A dog owner captured on video beating his dog with a plank of wood has been fined $1500 and banned from owning dogs for three years.
Bull mastiff Bolo was found to have suffered bruising and internal injuries as well as significant distress after the savage attack in Christchurch last September.
Bolo's owner Murray Johnson admitted the attack and today at Christchurch District Court was sentenced to 150 hours' community work, a $1500 fine payable to SPCA and disqualified for three years from owning dogs.
The distressing incident was spotted by a witness who heard a commotion and saw Johnson raising a plank of wood above his head in a neighbouring backyard.
The object, later identified as a wooden plank, was brought down with significant force onto a dog yelping loudly in pain.
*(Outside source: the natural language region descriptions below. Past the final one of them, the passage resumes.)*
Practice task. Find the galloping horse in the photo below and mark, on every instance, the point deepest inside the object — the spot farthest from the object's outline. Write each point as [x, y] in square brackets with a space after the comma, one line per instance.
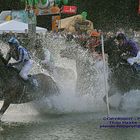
[13, 90]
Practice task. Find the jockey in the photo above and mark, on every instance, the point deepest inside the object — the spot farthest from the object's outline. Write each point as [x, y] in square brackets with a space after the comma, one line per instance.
[129, 49]
[21, 55]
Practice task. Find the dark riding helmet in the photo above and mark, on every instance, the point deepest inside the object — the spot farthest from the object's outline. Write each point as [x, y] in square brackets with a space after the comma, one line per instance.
[14, 41]
[121, 36]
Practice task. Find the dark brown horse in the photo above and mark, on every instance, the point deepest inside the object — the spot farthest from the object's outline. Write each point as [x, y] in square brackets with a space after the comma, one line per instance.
[13, 90]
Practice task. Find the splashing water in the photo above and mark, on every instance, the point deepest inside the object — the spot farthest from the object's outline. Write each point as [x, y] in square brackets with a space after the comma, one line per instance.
[70, 100]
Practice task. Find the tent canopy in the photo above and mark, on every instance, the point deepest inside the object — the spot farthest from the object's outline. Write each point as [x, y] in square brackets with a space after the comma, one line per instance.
[17, 27]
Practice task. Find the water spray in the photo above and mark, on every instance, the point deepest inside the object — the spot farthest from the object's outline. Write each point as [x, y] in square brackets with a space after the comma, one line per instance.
[105, 77]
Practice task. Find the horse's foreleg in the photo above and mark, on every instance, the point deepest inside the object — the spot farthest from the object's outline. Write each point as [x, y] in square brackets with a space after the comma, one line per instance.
[4, 107]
The dog was later identified as Bolo.
Police attended that evening and the next day SPCA inspectors carried out a search warrant.
They seized Bolo, a plank of wood with blood on it, and a large splinter of wood.
When the dog was examined by a veterinarian, he was resistant to the full range of motion in his shoulders, had a bleeding wound on his face below his right eye and a puncture wound on his lower right lip pushing into a tooth, which needed sutures.
Tests showed Bolo had elevated levels of creatine kinase in his blood, reflecting a tremendous amount of muscle damage at the time of the trauma. X-rays also showed the area around Bolo's kidneys was likely to have been subjected to physical trauma.
The vet concluded Bolo's suffering was both physical and mental and the wounds on Bolo's head and mouth would have been extremely painful due to the large number of nerves there. She also added that Bolo's size and robust bone structure, being a giant breed dog, likely protected him from more serious injuries.
When interviewed, Johnson agreed that he had taken things too far on the night of the incident.
He said that Bolo had got through a gate and was trying to have a fight with another dog, which stressed the defendant out and he "lost it" with Bolo, and he hit him twice.
SPCA chief executive Andrea Midgen says meting out violence to animals is never appropriate, and it is particularly devastating in this case due to the sustained mental and physical pain Bolo endured.
"When an animal is displaying signs of unwanted behaviour, physical punishment is not the answer," she said.
"Instead, an owner should train their dog to respond to positive reinforcement of good behaviours, use lots of praise and have patience with their animal."
Ownership of Bolo has been surrendered in to the permanent care of SPCA and he is now available for adoption.